AltreStorie di Neó
Baciare Elvis
In 9 Marzo 2023 da Redazione Seven BlogUn racconto di Cristina Biolcati
Martedì 16 agosto 1977, Portland (Maine) Quando suo fratello Gideon le aveva regalato due biglietti per il concerto di Elvis Presley, Ann era impazzita. Lo aveva baciato di slancio sulla guancia, cosa che non era mai successa prima. Lui aveva realizzato il suo sogno, oltre a essersi speso tutto lo stipendio del fast food in cui lavorava.
«Sarà un delirio. Ti accompagno io», aveva detto, fingendosi vagamente annoiato.
Ma amava quella musica. Era tutta scena.
L’idea ad Ann era venuta guardando i video dei concerti del re del rock. Alla fine, sudato e sfiancato, Elvis si concedeva in lenti e appassionati “limoni” con le ammiratrici in delirio. Era generoso, per non dire altro. E lo faceva anche quando in sala era presente la moglie Priscilla.
Negli ultimi anni era rimasto da solo, sebbene si vociferasse di altre donne che si alternavano al suo fianco. Priscilla se ne era andata, con la loro figlia Lisa Marie. Elvis era lievitato di peso, sembrava sempre sul punto di crollare. Come nell’esibizione di giugno, nell’Indiana. Affetto da piccoli e grandi acciacchi; soggetto a ricoveri in ospedale che si cercava di tenere segreti. Schiavo di un lato oscuro che nessuno aveva mai bene sondato, qualcosa che aveva a che fare con barbiturici e anfetamine. Sostanze che lo stordivano, ma gli rendevano la vita sopportabile.
Ad Ann lui pareva un orso di peluche, dallo sguardo buono, bisognoso di essere abbracciato.

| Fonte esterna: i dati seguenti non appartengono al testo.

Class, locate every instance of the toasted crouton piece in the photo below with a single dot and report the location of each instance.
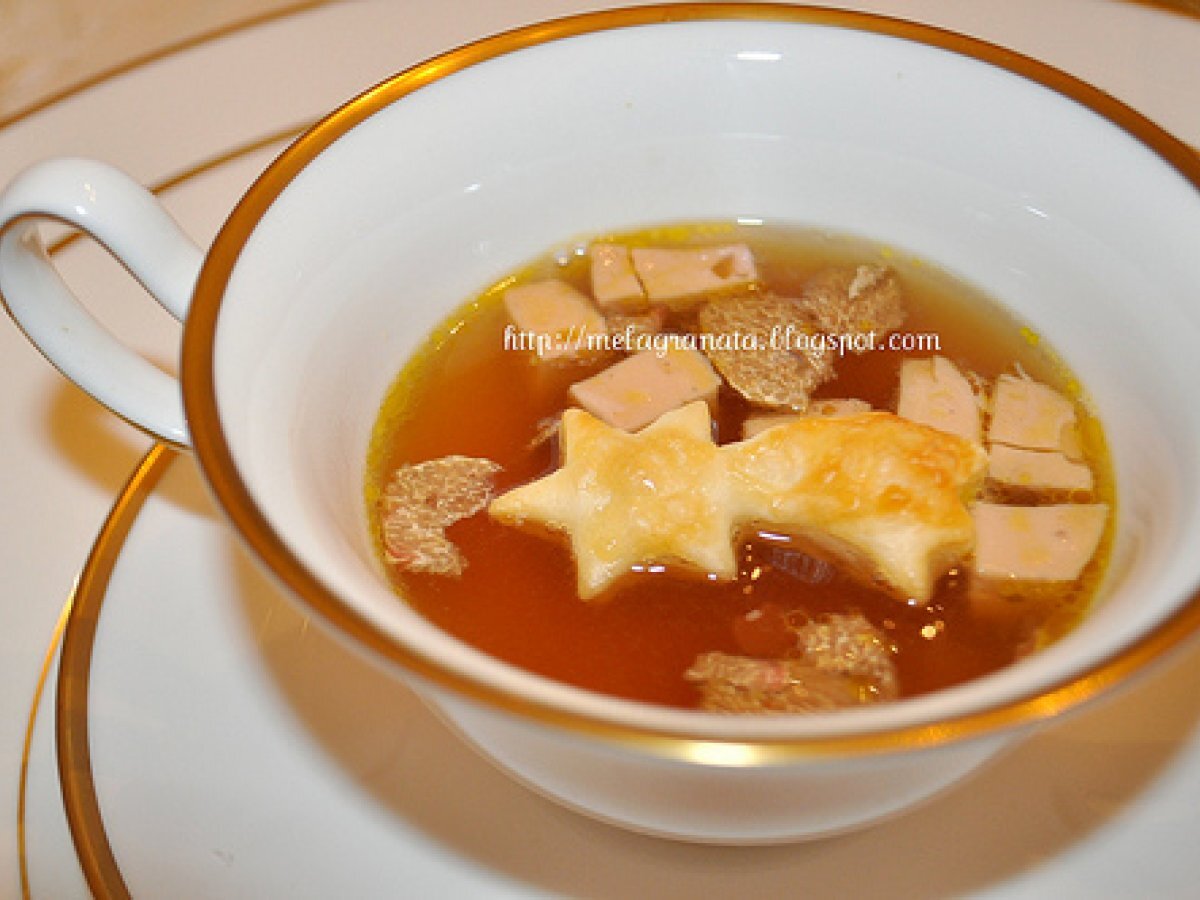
(1029, 414)
(673, 275)
(759, 366)
(562, 322)
(935, 393)
(637, 390)
(615, 285)
(856, 301)
(1037, 544)
(1037, 469)
(421, 501)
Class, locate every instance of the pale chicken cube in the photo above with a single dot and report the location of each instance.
(1029, 414)
(832, 407)
(682, 274)
(1036, 544)
(615, 285)
(555, 321)
(935, 393)
(637, 390)
(1037, 469)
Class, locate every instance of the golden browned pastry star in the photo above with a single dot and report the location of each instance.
(657, 496)
(883, 495)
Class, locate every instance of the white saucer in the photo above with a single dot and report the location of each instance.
(1104, 807)
(235, 749)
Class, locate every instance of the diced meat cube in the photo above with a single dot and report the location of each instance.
(1037, 469)
(1036, 544)
(615, 285)
(631, 331)
(1026, 413)
(856, 301)
(671, 275)
(831, 407)
(557, 321)
(935, 393)
(637, 390)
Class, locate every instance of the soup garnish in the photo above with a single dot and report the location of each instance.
(702, 466)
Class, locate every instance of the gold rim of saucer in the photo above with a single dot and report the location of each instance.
(233, 496)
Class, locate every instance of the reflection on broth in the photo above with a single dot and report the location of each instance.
(744, 469)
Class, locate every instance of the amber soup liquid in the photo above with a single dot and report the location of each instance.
(466, 394)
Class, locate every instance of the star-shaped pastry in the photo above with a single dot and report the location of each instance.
(886, 496)
(883, 495)
(658, 496)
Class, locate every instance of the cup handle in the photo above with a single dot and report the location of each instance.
(133, 226)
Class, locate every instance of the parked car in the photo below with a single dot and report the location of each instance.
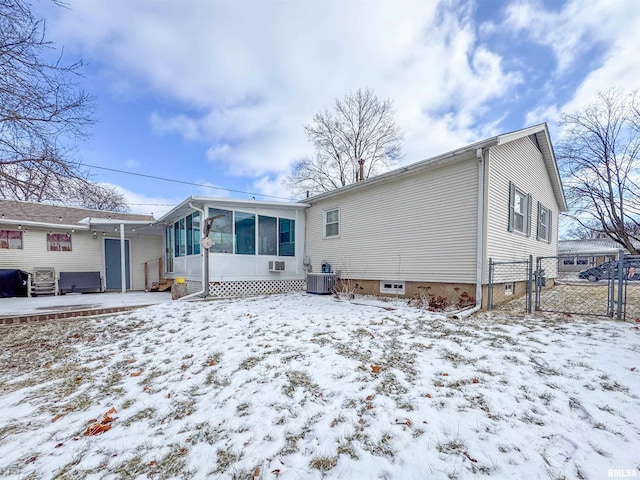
(603, 270)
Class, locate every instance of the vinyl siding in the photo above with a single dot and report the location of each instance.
(520, 162)
(87, 254)
(415, 228)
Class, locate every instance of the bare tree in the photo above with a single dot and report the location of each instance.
(43, 112)
(361, 127)
(599, 156)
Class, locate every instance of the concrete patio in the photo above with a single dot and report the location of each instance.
(21, 310)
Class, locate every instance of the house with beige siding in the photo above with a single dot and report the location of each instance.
(76, 240)
(430, 228)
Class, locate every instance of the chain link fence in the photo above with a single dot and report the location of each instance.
(565, 286)
(593, 284)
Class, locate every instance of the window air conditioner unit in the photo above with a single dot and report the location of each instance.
(275, 266)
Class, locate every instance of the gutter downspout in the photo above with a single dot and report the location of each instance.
(123, 260)
(205, 258)
(479, 240)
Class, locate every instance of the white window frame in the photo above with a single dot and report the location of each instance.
(395, 287)
(7, 242)
(516, 193)
(546, 235)
(325, 223)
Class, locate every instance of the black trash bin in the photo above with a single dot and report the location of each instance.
(13, 283)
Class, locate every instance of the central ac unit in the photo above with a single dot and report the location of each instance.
(275, 266)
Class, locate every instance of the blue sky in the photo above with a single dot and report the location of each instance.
(218, 92)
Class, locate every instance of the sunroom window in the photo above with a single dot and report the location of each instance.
(221, 231)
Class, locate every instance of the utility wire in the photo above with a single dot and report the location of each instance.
(183, 182)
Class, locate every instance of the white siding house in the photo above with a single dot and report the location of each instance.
(256, 247)
(34, 235)
(432, 226)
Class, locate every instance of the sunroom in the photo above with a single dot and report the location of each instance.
(244, 247)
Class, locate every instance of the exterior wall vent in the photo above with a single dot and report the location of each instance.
(276, 266)
(321, 283)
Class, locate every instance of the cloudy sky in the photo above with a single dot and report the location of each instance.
(217, 92)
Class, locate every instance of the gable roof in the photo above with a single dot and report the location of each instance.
(31, 213)
(540, 133)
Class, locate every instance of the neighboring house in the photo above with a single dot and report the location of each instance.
(257, 247)
(432, 226)
(37, 235)
(579, 255)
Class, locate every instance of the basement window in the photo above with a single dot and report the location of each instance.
(394, 287)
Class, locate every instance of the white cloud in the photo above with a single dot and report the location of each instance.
(256, 71)
(144, 204)
(579, 27)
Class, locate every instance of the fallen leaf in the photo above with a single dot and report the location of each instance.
(404, 421)
(469, 457)
(97, 428)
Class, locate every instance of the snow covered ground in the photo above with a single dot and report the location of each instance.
(301, 387)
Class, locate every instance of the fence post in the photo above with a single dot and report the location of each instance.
(490, 286)
(621, 279)
(529, 283)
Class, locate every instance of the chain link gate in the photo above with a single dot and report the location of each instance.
(627, 292)
(595, 287)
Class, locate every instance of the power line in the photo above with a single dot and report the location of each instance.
(183, 182)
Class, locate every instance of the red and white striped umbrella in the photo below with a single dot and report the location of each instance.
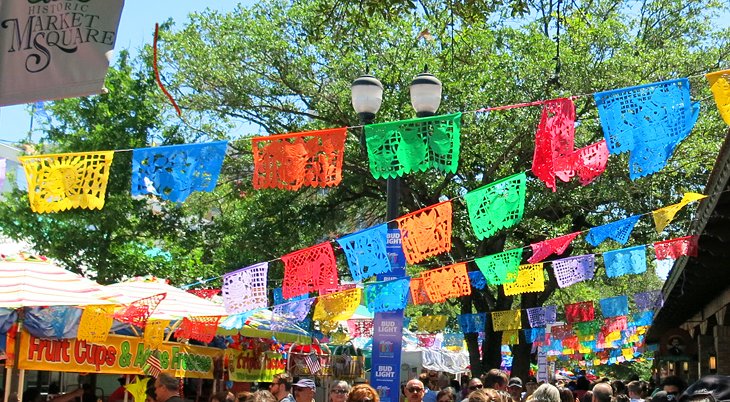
(177, 303)
(32, 282)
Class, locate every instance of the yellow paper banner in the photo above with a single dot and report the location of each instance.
(720, 87)
(530, 278)
(245, 366)
(117, 355)
(663, 216)
(58, 182)
(506, 320)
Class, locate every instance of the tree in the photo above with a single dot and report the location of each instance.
(283, 67)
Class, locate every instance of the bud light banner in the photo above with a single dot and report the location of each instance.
(54, 50)
(388, 331)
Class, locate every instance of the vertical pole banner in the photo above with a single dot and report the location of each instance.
(388, 331)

Sognava quell’incontro di labbra tumide, dunque, col suo scambio di saliva. Perché Elvis avrebbe baciato anche lei, vero? Era la prassi. Non poteva rifiutare.
Dopo le sue canzoni, dove ancora una volta avrebbe ballato a scatti frenetici, neanche fosse posseduto da una forza invisibile, le ragazze si sarebbero messe in fila. L’istante eterno, che più di tutti generava impazienza, al pari della giornata che Ann stava cercando d’ingannare.
A tal proposito, si era data lo smalto e si era lavata i capelli. Aveva telefonato alla sua amica Jenny, che le aveva palesato un’invidia genuina. Poi si era messa ad ascoltare musica, il vinile, che mandava a ripetizione, Suspicious Minds, la sua preferita. Perché l’amore ti travolge, quasi che ti investisse un tir. Però se non c’è fiducia, poi, non dura.
Non avrebbe dormito, quella notte. Come riuscirci? Soprattutto perché era preoccupata. Se Gideon avesse intuito le sue intenzioni, l’avrebbe strattonata via dalla fila, e addio bacio.
Fosse successo questo lei… lo avrebbe odiato.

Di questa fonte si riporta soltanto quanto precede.